Tesis AisladaHistórica8a. ÉpocaT.C.C.
- Registro digital (IUS)
- 224544
- Tipo
- Tesis Aislada
- Época
- 8a. Época
- Instancia
- T.C.C.
- Fuente
- [TA]; 8a. Época; T.C.C.; S.J.F.; Tomo VI, Segunda Parte-1, Julio-Diciembre de 1990; Pág. 179
INCIDENTE DE PERSONALIDAD. SOLO SE PUEDE EXAMINAR SI CON LA DOCUMENTACION EXHIBIDA AL MOMENTO DE COMPARECER, SE ACREDITO O NO LA REPRESENTACION.
[TA]; 8a. Época; T.C.C.; S.J.F.; Tomo VI, Segunda Parte-1, Julio-Diciembre de 1990; Pág. 179
Quienes comparecen a la audiencia de conciliación, demanda y excepciones, ofrecimiento y admisión de pruebas, en representación de personas físicas o morales, deben acreditar la personalidad con que se ostentan, y en el incidente que se tramite con motivo de la objeción a la personalidad del compareciente, sólo se podrá analizar si con la documentación exhibida al momento de comparecer, es decir, en la audiencia en que se objetó el carácter de quien manifestó ser representante, se acreditó esa personalidad, porque si bien es cierto que las partes en el juicio laboral, actor y demandado, tiene derecho a concurrir en forma personal o por medio de un apoderado legalmente autorizado, lo es también que para que a la persona que manifieste tener la representación de una de ellas se le considere con tal calidad es necesario que al comparecer al juicio acredite con documento o documentos respectivos, si no es nombrada mediante comparecencia directa del actor o del demandado ante la Junta, que le fue conferido ese carácter, a fin de que de esa manera se pueda concluir que interviene en nombre del que afirma representar; por ello, en caso de que la documentación exhibida en el momento de comparecer no sea suficiente para tener por demostrada la calidad de mandatario o representante que el compareciente asevera poseer, no se podrá estimar que la parte respectiva haya concurrido a la audiencia de que se trate, aun cuando al proponerse pruebas en el incidente o con posterioridad, se exhiba otro documento que sí pruebe fehacientemente la representación, pues ésta ya no puede ser tomada en cuenta para establecer que el primer momento en que compareció demostró tener la calidad con que se ostentó, ya que en todo caso con este nuevo documento sólo se podría considerar acreditada la personalidad a partir del día en que el mismo hubiese sido presentado, sin importar que la fecha en que se confirió la representación sea anterior a la de la primera comparecencia, porque aun cuando se posea la calidad de apoderado o representante, si no se acredita dicho carácter al momento de presentarse ante la autoridad que conozca del juicio, debe desconocerse y, consecuentemente, aplicarse las sanciones que la ley prevea para la hipótesis de incomparecencia de las partes.

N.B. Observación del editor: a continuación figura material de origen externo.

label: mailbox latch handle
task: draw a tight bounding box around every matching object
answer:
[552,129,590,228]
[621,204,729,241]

SEGUNDO TRIBUNAL COLEGIADO EN MATERIA DE TRABAJO DEL PRIMER CIRCUITO.
Precedentes
Amparo en revisión 872/90. Martha Dalia Reyes Peña. 11 de octubre de 1990. Unanimidad de votos. Ponente: César Esquinca Muñoa. Secretario: Juan Manuel Alcántara Moreno. Ausente por licencia Catalina Pérez Bárcenas, la sustituyó el secretario de Acuerdos del tribunal en funciones Luis Margalli Mundo.